Pro-Catalonia independence supporters have held several rallies to protest against Sunday’s police crackdown. Officers, many of them drafted in from other areas of Spain, had used rubber bullets and batons to try and disrupt the independence referendum. An estimated 900 people were hurt in the process of the vote according to Catalan officials.
During Monday’s protest (Oct 2) Catalan police, known as “Mossos d’Esquadra” created a cordon in front of Spanish National Police officers to help manage the demonstration. Catalan police are held in affection by Catalans, especially after they hunted down Islamists accused of staging deadly attacks in the region in August.
Results have shown that those who voted had overwhelmingly backed splitting from Spain. Catalonia’s leader has called for national police officers in the region to leave and for Madrid to recognise the referendum result.
Spanish Prime Minister Mariano Rajoy has since met national party leaders saying he is committed to seeking a joint response to the “pro-independence” challenge in Catalonia.

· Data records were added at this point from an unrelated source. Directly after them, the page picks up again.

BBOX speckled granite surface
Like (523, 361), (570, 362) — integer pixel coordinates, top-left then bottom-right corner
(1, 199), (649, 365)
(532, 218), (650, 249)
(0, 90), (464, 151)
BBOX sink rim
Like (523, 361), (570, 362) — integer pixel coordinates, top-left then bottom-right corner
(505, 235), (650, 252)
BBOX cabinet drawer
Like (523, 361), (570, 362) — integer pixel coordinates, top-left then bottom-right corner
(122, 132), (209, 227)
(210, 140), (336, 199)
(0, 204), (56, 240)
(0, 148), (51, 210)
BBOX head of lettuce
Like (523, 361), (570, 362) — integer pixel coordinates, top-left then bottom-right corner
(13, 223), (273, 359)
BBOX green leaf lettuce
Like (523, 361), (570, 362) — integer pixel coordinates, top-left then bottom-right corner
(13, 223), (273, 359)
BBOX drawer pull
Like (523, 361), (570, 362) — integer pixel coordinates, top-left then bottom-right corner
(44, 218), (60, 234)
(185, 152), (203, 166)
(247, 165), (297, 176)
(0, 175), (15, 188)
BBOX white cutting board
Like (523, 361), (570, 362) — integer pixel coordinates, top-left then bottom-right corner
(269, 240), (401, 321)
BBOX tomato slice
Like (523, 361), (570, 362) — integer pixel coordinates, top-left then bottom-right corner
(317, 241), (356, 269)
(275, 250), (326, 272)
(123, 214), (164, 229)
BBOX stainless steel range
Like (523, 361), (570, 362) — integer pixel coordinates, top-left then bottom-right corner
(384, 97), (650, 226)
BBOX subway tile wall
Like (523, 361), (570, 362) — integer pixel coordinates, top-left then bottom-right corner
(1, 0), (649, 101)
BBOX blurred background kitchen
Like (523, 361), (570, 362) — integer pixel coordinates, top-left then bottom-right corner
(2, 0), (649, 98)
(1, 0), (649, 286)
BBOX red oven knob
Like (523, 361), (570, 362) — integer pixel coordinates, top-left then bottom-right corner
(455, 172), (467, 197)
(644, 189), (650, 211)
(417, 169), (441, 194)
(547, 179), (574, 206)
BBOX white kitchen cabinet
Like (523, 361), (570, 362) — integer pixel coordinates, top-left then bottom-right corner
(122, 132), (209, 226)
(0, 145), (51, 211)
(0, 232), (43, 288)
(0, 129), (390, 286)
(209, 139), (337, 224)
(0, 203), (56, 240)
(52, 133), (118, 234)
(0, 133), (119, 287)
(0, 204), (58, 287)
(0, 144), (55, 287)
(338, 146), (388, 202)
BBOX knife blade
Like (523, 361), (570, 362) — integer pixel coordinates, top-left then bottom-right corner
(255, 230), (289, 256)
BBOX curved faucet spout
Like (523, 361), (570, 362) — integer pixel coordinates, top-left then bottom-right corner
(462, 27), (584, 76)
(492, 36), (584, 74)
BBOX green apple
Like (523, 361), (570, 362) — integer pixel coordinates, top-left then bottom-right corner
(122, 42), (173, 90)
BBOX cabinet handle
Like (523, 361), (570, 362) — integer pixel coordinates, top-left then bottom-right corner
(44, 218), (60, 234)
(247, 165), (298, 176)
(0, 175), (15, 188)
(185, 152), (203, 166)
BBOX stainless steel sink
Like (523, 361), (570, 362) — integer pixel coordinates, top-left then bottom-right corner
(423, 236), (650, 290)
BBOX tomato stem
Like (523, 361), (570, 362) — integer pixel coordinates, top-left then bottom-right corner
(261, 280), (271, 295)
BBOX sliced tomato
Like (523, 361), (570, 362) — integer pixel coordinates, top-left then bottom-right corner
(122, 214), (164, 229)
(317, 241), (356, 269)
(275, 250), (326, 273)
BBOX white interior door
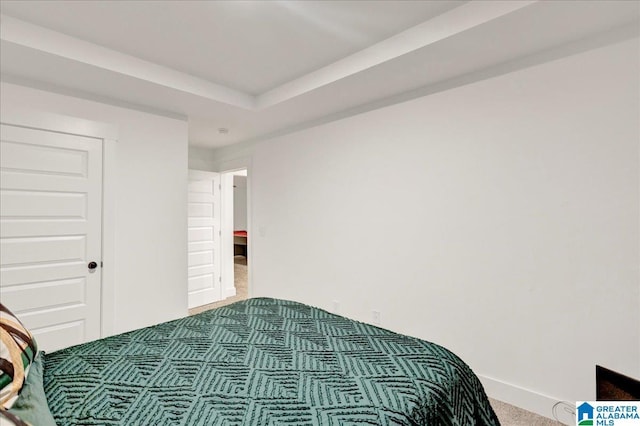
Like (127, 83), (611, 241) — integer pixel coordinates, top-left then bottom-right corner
(188, 170), (222, 308)
(0, 124), (103, 352)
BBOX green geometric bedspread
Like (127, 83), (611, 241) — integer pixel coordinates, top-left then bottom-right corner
(44, 298), (500, 425)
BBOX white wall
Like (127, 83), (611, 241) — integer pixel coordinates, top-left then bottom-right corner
(234, 175), (248, 230)
(0, 82), (189, 334)
(188, 146), (216, 171)
(214, 38), (640, 418)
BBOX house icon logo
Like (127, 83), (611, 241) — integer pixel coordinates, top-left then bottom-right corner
(577, 402), (594, 425)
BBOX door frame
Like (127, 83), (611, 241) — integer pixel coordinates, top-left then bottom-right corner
(0, 106), (119, 338)
(218, 157), (252, 299)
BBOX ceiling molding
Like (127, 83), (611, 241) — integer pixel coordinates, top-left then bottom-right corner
(2, 1), (636, 149)
(0, 14), (255, 109)
(0, 73), (189, 121)
(255, 0), (537, 108)
(210, 21), (639, 161)
(1, 1), (537, 112)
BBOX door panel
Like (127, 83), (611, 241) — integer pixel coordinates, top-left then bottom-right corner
(1, 140), (89, 176)
(1, 278), (86, 311)
(187, 170), (222, 308)
(188, 250), (213, 266)
(1, 190), (87, 218)
(0, 124), (102, 352)
(1, 235), (86, 265)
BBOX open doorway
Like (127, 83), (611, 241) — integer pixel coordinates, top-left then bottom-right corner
(188, 167), (249, 315)
(229, 169), (248, 303)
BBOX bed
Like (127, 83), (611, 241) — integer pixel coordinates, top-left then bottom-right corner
(3, 298), (500, 425)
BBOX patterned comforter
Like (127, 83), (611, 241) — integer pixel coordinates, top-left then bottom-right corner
(44, 298), (500, 425)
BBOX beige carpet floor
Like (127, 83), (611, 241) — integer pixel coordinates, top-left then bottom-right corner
(189, 262), (564, 425)
(490, 398), (564, 425)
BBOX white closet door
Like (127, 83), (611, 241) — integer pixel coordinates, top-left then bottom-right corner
(0, 124), (103, 351)
(188, 170), (222, 308)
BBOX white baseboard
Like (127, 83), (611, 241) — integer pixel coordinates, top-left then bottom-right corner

But time is of the essence for Rajoy. Some separatists in Catalonia’s parliament want to see a unilateral declaration of independence within days.

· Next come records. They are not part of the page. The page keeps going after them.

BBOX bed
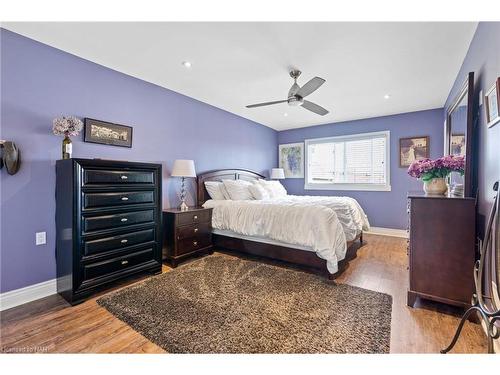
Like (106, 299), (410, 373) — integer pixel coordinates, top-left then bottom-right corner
(197, 168), (368, 279)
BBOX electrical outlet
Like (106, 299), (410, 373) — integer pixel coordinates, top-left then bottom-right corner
(36, 232), (46, 245)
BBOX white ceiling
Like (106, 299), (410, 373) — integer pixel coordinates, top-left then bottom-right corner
(3, 22), (477, 131)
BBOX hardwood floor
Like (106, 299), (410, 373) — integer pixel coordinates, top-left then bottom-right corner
(0, 234), (487, 353)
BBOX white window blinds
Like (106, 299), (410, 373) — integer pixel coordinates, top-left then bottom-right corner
(305, 131), (391, 191)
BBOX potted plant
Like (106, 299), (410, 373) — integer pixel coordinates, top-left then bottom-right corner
(53, 116), (83, 159)
(408, 155), (465, 195)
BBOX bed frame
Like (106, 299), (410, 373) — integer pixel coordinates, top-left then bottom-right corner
(197, 168), (363, 280)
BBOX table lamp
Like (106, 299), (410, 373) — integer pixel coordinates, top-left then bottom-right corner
(171, 159), (196, 211)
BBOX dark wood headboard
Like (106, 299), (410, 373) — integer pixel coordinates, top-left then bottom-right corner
(197, 169), (266, 206)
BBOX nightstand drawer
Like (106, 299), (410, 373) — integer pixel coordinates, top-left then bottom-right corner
(176, 222), (211, 240)
(176, 210), (211, 226)
(83, 228), (155, 257)
(177, 234), (212, 255)
(82, 248), (154, 281)
(83, 169), (155, 186)
(83, 191), (154, 209)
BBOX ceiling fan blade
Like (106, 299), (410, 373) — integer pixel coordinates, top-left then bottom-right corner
(296, 77), (326, 98)
(301, 100), (329, 116)
(246, 100), (287, 108)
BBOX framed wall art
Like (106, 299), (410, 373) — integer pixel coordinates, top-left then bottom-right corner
(84, 118), (133, 148)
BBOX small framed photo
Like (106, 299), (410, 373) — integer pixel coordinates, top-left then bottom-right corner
(84, 118), (133, 148)
(485, 77), (500, 128)
(399, 136), (429, 167)
(451, 133), (466, 156)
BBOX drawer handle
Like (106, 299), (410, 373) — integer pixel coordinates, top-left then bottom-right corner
(194, 228), (199, 233)
(120, 218), (128, 222)
(121, 197), (129, 201)
(121, 239), (128, 244)
(120, 175), (128, 180)
(193, 215), (198, 220)
(121, 260), (129, 265)
(193, 241), (198, 246)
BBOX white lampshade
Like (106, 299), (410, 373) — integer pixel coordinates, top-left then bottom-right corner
(270, 168), (285, 179)
(171, 159), (196, 178)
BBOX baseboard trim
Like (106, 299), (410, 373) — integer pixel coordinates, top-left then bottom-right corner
(0, 279), (57, 311)
(366, 226), (408, 238)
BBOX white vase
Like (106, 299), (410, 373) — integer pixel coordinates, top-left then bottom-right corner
(423, 178), (447, 195)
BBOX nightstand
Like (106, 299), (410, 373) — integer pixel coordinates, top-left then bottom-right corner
(162, 207), (213, 267)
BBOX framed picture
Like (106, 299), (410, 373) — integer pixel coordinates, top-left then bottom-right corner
(84, 118), (133, 148)
(485, 77), (500, 128)
(451, 133), (466, 156)
(279, 142), (304, 178)
(399, 136), (429, 167)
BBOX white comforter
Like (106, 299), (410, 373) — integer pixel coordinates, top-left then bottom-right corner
(271, 195), (370, 241)
(203, 195), (369, 274)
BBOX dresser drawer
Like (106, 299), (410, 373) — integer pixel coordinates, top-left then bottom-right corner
(83, 169), (154, 186)
(83, 209), (154, 233)
(177, 234), (212, 255)
(176, 210), (211, 226)
(82, 248), (154, 281)
(83, 228), (155, 257)
(83, 191), (154, 209)
(176, 222), (211, 240)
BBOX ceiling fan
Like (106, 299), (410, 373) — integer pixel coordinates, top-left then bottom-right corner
(246, 70), (329, 116)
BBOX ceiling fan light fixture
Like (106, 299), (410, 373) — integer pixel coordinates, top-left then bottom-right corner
(384, 94), (390, 99)
(181, 61), (192, 68)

Rajoy does have the constitutional power to sack the assembly but such a move could inflame the crisis.
In the meantime there’s to be a general strike in Spain’s wealthiest region ostensibly in protest against the police action, but organised by pro-independence groups. Two of the main unions, the General Union of Workers (UGT) and Workers’ Committees (Comisiones Obreras), have however distanced themselves from the strike saying it will only further polarise the political situation.